95% of the days I am the strong independent woman who is adulting by herself - paying her taxes, pursuing her hobbies, traveling cities, making her meals, working her own hours, visiting friends, meeting new people, and taking care of her pet. But 5% of the days I am the vulnerable woman who has no one to lean on, and it's depressing. Not interested in dating. How do I get over this feeling?
Yep: friends and dating.
Ok so the answer is more friends then. Thanks.
Might reduce the 5% to 3% but only a partner will get you to 0% and increase the happiness of the other 95%. Why do you not want a partner? There are infinite types of relationships that can fit all sorts of needs and desires.
In the immortal words of Gordon Gekko, "if you need a friend, get a dog"
A pet is too much work and additional expense
But you just mentioned taking care of your pet in the 95%. And now you're saying you don't want a pet? Is this a random spam post.?
Just curious, why the lack of interest in dating?
Sounds like OP is putting their guard up to shield them from insecurities or previous breakups
I feel the same way on some days but I am open to making new friends or even dating to get over that 5%. Why aren’t you open to dating?
You’re going to hit the wall and your youth will be gone. Then what? Sounds like you’re wasting your time doing nothing and will end up alone and unhappy. Men need women and women want men. Or so the saying goes. Have fun fighting biology.
So everything I am doing is nothing, and the only thing that completes me is a man? Oh GTFO here boy.
Try volunteering at local community or help some people in need. That will give you a different level of happiness.
I forgot to mention, I lead a non-profit in my region 😊
How does this lady have so much time and energy! Kudos to you !

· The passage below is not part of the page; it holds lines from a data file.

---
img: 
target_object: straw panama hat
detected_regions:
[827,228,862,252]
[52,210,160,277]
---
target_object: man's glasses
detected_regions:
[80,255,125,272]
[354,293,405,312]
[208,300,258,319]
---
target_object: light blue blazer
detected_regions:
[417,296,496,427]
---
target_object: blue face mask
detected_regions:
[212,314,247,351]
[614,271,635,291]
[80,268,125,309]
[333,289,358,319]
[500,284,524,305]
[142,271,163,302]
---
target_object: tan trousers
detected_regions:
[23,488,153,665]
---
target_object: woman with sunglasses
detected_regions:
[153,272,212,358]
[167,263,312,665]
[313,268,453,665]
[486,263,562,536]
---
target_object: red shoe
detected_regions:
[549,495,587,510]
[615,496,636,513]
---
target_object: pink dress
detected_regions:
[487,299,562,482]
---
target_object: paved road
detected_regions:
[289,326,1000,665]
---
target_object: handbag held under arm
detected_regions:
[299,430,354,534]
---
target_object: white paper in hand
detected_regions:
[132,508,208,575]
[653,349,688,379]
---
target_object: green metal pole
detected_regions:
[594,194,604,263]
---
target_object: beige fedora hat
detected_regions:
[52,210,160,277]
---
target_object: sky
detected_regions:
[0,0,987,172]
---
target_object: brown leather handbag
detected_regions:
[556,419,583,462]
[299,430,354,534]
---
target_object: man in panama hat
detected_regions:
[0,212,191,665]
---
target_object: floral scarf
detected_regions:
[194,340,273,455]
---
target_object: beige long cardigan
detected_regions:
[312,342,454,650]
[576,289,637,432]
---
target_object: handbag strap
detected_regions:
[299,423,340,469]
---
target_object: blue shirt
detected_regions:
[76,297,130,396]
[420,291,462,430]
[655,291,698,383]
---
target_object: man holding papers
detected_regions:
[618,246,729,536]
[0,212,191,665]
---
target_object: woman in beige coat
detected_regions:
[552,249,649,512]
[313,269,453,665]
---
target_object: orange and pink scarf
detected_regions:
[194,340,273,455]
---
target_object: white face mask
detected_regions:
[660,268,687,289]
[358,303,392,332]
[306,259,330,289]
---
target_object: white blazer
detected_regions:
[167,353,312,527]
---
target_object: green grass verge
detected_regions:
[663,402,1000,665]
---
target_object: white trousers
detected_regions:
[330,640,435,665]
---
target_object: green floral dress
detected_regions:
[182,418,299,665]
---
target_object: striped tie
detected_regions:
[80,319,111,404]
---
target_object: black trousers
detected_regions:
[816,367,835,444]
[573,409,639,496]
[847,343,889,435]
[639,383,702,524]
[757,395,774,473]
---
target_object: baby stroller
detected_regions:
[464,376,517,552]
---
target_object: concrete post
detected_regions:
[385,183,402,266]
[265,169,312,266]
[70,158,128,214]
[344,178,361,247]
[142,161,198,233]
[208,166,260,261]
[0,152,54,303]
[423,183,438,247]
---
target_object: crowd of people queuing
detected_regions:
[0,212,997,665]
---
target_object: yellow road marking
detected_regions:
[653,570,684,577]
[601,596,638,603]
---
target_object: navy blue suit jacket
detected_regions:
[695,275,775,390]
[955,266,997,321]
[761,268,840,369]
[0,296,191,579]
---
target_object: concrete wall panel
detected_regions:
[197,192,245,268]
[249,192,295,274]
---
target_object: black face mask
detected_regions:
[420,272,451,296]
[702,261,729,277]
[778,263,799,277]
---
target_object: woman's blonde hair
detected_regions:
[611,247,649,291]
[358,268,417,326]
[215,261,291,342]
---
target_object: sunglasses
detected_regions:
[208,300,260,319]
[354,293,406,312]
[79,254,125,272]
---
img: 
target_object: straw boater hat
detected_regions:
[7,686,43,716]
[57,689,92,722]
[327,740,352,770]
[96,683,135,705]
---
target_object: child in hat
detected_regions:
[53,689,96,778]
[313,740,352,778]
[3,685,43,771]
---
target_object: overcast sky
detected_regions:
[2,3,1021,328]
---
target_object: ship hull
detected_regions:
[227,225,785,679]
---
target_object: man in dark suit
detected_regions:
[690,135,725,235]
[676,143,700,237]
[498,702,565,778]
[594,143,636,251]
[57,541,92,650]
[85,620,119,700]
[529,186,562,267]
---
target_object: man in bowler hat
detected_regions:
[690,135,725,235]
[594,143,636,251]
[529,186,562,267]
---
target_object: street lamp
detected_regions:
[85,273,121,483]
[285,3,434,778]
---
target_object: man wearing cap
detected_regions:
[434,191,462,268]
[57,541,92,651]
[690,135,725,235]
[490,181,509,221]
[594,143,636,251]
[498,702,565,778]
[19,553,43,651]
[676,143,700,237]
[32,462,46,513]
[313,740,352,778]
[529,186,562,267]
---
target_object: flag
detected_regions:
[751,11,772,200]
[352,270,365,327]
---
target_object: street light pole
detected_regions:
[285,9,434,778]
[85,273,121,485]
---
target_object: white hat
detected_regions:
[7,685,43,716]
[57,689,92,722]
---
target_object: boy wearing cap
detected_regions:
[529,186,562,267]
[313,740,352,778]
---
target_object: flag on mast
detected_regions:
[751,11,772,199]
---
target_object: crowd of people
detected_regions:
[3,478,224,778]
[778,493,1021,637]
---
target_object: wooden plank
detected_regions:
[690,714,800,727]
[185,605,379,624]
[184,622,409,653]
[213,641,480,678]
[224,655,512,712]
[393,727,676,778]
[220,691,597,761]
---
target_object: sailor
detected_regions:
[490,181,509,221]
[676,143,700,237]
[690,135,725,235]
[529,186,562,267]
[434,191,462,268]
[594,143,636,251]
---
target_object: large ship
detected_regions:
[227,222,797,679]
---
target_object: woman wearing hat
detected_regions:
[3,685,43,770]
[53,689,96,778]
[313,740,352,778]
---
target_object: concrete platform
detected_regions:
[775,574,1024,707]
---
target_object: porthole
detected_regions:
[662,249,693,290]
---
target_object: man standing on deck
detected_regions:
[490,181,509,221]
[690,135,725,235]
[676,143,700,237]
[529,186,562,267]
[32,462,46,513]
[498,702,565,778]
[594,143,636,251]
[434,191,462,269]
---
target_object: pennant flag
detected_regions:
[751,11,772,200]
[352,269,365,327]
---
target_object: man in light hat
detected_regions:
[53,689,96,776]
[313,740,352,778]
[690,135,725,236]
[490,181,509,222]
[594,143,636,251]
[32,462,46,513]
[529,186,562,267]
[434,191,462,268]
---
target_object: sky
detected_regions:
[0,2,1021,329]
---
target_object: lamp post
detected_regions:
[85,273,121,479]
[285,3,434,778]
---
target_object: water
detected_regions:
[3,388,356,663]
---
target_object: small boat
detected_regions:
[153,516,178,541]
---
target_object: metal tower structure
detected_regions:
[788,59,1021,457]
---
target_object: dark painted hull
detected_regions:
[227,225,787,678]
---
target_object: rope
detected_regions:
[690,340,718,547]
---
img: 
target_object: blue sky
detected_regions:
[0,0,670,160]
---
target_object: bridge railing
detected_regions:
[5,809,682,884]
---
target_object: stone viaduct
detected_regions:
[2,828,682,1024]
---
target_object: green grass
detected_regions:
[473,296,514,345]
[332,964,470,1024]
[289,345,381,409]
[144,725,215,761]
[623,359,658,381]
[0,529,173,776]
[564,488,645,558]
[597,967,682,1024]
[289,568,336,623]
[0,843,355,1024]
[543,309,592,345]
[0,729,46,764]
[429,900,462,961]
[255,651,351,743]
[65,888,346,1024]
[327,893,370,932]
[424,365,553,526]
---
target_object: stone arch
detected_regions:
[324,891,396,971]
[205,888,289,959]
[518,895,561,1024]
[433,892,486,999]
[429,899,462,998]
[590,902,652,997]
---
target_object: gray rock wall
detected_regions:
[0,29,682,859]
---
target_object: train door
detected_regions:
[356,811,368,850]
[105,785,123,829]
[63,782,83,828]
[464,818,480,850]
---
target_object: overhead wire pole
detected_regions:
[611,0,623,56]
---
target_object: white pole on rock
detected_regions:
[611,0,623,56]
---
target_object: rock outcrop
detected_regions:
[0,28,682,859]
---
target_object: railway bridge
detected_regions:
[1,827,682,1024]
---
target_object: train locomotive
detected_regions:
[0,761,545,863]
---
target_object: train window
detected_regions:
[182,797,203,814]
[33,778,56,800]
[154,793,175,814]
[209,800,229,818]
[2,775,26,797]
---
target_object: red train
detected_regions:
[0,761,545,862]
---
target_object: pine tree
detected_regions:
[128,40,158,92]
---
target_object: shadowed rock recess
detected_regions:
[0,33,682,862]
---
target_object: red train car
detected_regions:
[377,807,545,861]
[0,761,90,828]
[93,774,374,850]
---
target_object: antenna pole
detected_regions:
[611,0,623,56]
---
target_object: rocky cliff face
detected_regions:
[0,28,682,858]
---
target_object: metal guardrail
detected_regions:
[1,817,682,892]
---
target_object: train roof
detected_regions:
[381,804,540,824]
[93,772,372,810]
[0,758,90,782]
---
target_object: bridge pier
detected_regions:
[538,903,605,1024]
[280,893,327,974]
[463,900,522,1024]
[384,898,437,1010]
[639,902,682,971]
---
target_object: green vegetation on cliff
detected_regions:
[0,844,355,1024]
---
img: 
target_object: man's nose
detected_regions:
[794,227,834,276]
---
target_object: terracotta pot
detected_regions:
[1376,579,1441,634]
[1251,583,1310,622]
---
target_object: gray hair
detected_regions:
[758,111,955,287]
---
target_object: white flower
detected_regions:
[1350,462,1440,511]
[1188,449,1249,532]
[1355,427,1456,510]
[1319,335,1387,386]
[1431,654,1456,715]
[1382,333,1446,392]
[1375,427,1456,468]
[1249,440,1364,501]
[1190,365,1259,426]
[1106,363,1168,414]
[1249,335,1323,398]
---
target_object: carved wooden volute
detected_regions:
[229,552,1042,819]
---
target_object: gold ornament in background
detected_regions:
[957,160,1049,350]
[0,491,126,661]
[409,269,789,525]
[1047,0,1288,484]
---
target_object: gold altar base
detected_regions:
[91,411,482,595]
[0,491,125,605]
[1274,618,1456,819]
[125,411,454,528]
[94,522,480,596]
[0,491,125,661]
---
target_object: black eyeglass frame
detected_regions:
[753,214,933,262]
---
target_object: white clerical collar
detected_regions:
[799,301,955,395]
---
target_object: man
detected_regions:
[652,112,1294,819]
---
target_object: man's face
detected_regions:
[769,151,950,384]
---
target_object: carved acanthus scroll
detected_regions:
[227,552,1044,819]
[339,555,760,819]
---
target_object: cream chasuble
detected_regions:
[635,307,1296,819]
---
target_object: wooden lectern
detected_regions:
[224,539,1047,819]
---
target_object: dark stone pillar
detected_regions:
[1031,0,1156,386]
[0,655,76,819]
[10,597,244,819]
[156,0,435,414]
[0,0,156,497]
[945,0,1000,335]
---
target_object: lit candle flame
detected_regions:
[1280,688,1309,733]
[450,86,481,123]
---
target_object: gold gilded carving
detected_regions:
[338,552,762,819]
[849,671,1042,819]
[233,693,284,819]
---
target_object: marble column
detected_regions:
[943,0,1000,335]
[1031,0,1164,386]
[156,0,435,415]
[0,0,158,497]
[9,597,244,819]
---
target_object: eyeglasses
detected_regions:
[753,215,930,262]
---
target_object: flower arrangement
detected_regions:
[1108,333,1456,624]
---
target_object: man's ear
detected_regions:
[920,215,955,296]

Why are you not interested in dating?
I find that the people with the strongest support networks spend the most amount of time helping others, maybe time to retrospect and figure out how to be more vulnerable around others
You made a good point. I don't want to unload my emotions on anyone. I have a strong support network but I fear that if I start leaning over too much on them, they may not like it. They are close to me but isn't is just human to step away from someone that behaves in a vulnerable way? Having said that, I have been vulnerable with some of my closest friends at times. But I want to keep it limited 😊
Then what are you interested in?
I wouldn't have made this post had I known the answer to that
Sounds like she's really into Zuckerberg or really hates Zuckerberg.